Friday, April 8, 2011

Days 169-172

The week has flown by.

Bye week!  I don't remember any of our conversations because you came in and then left so quickly!!!

I was officially offered the management position for the Ghost Tour job.  I am taking it.

If you have read my posts recently, you will absolutely see my internal war within about jumping back into the workforce.  I call it an internal war.  Others may call it bipolar.  Whatever.

I took my drug test (which although I am absolutely positive, there is some odd anxiety -add that to bipolar in my list of issues- that somehow someone slipped me some drug and I didn't know, and the test will come back and I will have to say, "I have no idea how that was in my system!" and I will cry and no one will believe me.)

That is what goes on in my head.  As you know by now, I am not exaggerating, these are conversations I actually have in my head.  With myself.  I am lucky if a few sentences don't slip out loud.  Then I just look like the crazy lady talking to herself down the street.

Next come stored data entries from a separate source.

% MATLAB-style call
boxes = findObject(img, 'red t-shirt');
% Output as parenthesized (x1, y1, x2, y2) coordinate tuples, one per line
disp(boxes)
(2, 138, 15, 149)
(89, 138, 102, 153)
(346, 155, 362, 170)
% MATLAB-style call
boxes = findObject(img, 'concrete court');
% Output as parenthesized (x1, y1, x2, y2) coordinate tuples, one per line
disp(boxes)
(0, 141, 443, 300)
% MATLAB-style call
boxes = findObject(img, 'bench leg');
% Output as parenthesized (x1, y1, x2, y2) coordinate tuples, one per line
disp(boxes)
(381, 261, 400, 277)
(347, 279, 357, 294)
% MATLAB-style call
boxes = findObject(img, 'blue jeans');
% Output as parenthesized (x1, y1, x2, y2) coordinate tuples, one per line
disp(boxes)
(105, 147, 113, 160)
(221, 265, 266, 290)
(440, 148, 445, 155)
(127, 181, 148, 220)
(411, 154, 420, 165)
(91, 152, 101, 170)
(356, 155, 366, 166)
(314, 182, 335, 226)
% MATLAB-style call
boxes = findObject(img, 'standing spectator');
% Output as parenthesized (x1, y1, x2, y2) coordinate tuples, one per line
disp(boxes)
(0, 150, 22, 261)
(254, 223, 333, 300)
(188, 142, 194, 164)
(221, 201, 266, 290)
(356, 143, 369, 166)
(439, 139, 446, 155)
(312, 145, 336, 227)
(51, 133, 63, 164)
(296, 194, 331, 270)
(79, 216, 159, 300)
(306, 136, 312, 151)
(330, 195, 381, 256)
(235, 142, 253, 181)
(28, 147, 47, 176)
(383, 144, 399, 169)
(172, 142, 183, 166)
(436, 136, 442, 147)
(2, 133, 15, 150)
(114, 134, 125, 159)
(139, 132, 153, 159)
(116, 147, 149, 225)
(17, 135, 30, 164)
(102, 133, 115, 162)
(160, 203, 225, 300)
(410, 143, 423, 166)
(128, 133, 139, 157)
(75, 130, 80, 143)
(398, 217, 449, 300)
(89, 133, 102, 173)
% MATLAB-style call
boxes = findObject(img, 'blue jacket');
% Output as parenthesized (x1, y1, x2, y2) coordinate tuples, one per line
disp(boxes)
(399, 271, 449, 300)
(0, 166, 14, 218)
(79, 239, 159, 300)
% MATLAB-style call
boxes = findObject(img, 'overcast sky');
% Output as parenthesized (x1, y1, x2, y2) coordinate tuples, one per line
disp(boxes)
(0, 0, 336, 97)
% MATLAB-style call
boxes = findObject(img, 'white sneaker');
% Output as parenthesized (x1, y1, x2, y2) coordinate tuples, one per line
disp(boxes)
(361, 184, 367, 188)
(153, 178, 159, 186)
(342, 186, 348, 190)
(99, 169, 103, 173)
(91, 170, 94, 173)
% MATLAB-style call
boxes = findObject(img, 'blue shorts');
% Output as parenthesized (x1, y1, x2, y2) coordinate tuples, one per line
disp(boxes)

This week was spent getting things ready for Keira's second birthday party (I haven't talked about it because it makes me sad that she is turning two.), helping my friend move, running all over creations for God knows what, and spending an obscene amount of time in my car, or getting in and out of my car.

On the plus side, I made it to the gym a couple of times this week, and I weighed myself for the first time since I started the slow card life.  I was down 11 pounds in a week and a half.  That certainly made for a very happy me.  Giving up all that bread and pasta is worth it, and I do really feel a thousand times better.

I will hold off talking about Brody's speech evaluation today, because I want a complete picture first.  Basically the same stuff was said, only this time he was actually classified as having a moderate to severe speech impediment.

I feel sad about that classification, but I know how smart Brody is, and I know this won't last forever.  He will get better, slowly but surely.

That is where my mentality is right now at least.

And on that note, no pictures today, but lots to come!